Foi, então, acordado que “ambas as partes estão procurando avançar em seu trabalho de vincular os planos para o desenvolvimento da União Econômica Eurasiana, patrocinada por Moscou e a Iniciativa do Cinturão e Rota das Sedas, de Pequim, com vistas a intensificar a cooperação prática entre os projetos russos e chineses de forma a promover maior integração entre a Ásia-Pacífico e a Eurásia”.
A “operação militar especial” russa em território ucrânio, no entanto, não tem permitido a melhor definição de tais vínculos…
Ao contrário da diplomacia ocidental, contudo, enquanto os Estados Unidos e a União Europeia têm condenado e punido Moscou pela invasão à Ucrânia, a China não somente reforça a retórica de apoio à Rússia, como propõe uma reformulação da ordem internacional — sem que a ONU seja considerada como o foro para tais discussões.
O porta-voz do Ministério das Relações Exteriores da China, Zhao Lijian, recentemente considerou o conflito no Leste da Europa como uma guerra entre a Organização do Tratado do Atlântico Norte (Otan), liderada pelos EUA, e a Rússia, além de exaltar o elo entre Pequim e Moscou. O pronunciamento de Zhao foi dado um dia depois de mísseis russos atingirem Kiev, matando uma jornalista, durante a visita do secretário-geral da ONU.

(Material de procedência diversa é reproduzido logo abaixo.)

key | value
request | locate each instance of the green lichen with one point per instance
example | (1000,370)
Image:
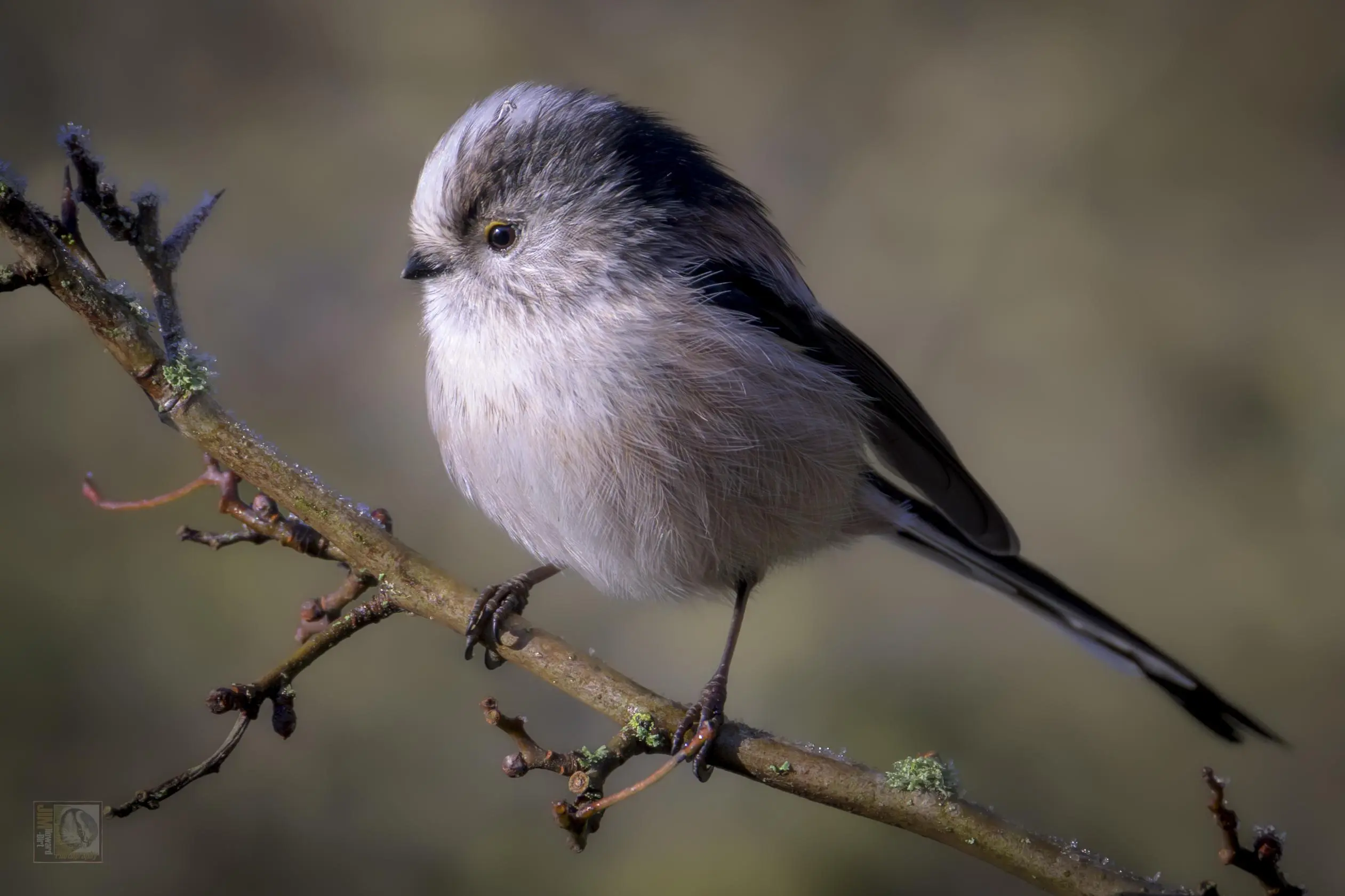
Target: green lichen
(588,758)
(924,774)
(187,375)
(642,726)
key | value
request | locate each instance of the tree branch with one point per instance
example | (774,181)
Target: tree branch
(246,701)
(418,586)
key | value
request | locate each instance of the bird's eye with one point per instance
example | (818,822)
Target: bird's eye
(501,236)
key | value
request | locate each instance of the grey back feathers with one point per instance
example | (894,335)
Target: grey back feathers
(629,375)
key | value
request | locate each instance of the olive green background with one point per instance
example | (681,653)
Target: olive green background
(1104,244)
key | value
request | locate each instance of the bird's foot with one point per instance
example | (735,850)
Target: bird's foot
(495,605)
(707,711)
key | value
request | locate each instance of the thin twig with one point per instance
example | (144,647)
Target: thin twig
(263,516)
(276,685)
(1262,860)
(318,616)
(662,771)
(151,798)
(18,276)
(91,491)
(420,587)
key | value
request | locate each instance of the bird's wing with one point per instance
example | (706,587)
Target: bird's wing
(902,432)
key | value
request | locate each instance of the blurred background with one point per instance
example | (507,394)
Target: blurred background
(1103,242)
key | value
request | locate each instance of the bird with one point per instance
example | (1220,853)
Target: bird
(629,375)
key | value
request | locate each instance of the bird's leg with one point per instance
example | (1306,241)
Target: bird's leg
(709,708)
(495,605)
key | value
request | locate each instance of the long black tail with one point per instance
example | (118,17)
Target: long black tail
(920,528)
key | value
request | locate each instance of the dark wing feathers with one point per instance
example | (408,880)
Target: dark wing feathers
(903,433)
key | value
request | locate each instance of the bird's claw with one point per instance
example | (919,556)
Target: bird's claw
(707,711)
(495,605)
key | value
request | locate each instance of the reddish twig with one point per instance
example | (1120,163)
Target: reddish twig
(91,492)
(1262,860)
(18,276)
(589,770)
(682,755)
(151,798)
(261,518)
(529,755)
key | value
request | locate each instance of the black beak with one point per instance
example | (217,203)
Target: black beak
(419,267)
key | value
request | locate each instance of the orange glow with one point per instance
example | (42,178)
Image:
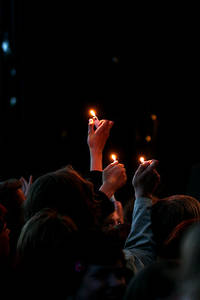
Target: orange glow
(148,138)
(114,157)
(142,159)
(153,117)
(92,113)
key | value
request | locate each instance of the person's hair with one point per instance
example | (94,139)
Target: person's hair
(166,215)
(64,190)
(190,266)
(12,200)
(3,212)
(46,253)
(156,281)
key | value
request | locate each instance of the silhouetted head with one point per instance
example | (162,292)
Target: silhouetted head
(166,215)
(64,190)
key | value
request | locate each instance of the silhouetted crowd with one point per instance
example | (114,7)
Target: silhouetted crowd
(66,236)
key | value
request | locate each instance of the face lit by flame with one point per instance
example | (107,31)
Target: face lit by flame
(92,113)
(114,157)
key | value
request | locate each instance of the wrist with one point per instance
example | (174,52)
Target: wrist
(96,161)
(106,189)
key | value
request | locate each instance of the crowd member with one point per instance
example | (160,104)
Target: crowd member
(71,194)
(168,217)
(96,141)
(171,218)
(155,281)
(188,283)
(140,247)
(46,256)
(55,261)
(4,239)
(6,265)
(12,198)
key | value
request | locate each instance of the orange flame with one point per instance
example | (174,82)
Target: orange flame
(142,159)
(114,157)
(92,113)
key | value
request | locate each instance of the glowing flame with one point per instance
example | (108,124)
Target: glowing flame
(92,113)
(142,159)
(114,157)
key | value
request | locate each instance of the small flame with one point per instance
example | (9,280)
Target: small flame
(142,159)
(114,157)
(92,113)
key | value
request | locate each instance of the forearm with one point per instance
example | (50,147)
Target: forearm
(96,161)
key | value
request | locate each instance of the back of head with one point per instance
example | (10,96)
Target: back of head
(167,214)
(12,198)
(156,281)
(64,190)
(46,250)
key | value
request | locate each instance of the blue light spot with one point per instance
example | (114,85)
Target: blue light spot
(13,101)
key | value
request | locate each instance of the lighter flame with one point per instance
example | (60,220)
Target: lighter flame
(92,113)
(142,159)
(114,157)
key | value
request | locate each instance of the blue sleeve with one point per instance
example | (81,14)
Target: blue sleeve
(140,243)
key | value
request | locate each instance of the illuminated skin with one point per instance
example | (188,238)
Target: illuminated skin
(114,175)
(111,221)
(96,142)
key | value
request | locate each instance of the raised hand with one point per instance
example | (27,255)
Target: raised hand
(114,177)
(146,179)
(96,141)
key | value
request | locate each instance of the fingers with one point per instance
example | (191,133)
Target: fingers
(90,126)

“Uma importante lição do sucesso das relações entre China e Rússia é que os dois lados se mostram superiores ao modelo da aliança política e militar da era da Guerra Fria, e se comprometem a desenvolver um novo modelo de relações internacionais baseado na não-aliança, na não-confrontação e em não visar terceiros países. Isso é fundamentalmente diferente da mentalidade da Guerra Fria”, declarou Zhao.
Cabe desejar que esta “lição de sucesso” a ser oferecida pelo esperado estreitamento das relações entre Moscou e Pequim, não venha a resultar em novos “hegemonismos”, ditados por formas de governança que visem a colocar, de acordo com modelo chinês ou russo, nova “ordem sob o céu”.
Paulo Antônio Pereira Pinto é Embaixador aposentado.